Distinguished Lecturer Series: Dr. John Jackson presents “Diasporic Dissidents: "African American Hebrews and the Redefinition of All Things Black"

Photo of Dr. John Jackson

The Department of African American and African Studies is pleased to announce the Distinguished Lecturere Series Presentation featuring Dr. John Jackson. The talk is scheduled for Noon, Friday, 10/10/14 in 165 Thompson Library (Multipurpose Room) with a film screening for Dr. Jackson's film Bad Friday at 6:15pm (same date and location). For more information please contact, Dr. Devin Fergus at fergus.24@osu.edu or the Department of African American and African Studies at 292-3700.

This talk will offer an overview of Dr. Jackson’s research with the African Hebrew Israelites of Jerusalem, a transnational community of African-American expats based in southern Israel (but also with “saints,” as members are called, spread out across five continents). This is a group that has (a) revised its relationship to conventional forms of African American spirituality, (b) developed a self-conscious commitment to “health literacy” among its members (including mandatory   veganism), and (c) modeled a version of Diasporic subjectivity that tells us interesting and unconventional things about the potential meanings of race and place in the 21st century.
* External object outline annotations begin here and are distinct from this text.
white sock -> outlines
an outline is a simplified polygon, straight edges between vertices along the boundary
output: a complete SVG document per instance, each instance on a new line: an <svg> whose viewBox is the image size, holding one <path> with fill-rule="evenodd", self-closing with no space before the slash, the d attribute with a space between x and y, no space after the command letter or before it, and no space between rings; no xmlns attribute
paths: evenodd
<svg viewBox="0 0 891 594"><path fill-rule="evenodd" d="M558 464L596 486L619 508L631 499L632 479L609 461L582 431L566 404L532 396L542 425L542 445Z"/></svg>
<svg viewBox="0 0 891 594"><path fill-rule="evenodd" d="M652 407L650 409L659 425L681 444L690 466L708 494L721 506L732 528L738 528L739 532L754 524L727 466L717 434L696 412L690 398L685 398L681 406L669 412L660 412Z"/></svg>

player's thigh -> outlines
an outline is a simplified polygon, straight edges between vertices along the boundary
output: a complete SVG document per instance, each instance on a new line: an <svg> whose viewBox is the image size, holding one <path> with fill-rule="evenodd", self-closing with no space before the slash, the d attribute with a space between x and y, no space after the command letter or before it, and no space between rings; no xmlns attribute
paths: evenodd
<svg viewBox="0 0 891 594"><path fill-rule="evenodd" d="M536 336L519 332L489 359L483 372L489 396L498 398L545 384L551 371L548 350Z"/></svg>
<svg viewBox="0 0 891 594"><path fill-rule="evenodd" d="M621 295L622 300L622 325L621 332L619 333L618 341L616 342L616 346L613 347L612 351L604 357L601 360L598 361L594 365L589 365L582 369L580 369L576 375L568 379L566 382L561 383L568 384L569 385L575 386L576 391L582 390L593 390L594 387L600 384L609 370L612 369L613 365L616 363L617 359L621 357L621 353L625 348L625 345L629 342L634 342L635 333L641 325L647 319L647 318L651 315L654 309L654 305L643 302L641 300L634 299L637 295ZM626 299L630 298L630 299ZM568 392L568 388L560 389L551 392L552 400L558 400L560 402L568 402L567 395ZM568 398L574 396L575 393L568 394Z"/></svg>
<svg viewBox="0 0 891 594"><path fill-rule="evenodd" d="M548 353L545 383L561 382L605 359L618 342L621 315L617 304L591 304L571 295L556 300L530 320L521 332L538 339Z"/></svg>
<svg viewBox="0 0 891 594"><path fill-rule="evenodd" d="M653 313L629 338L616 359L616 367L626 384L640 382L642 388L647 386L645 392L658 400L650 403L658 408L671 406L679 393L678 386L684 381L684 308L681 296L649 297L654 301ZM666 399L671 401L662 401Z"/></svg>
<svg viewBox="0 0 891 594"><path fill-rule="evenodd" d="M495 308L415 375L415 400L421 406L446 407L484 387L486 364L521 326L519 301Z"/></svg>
To learn more about his research, see Thin Descriptions.

 

Bad Friday examines a bit of the history of state-sponsored violence against Rastafari in Jamaica. Rastafarians might be the most iconic representation of Jamaica in the world today, but in the mid-20th century they were considered enemies of the Jamaican state. This film interviews some of the elders who withstood the “persecutions”.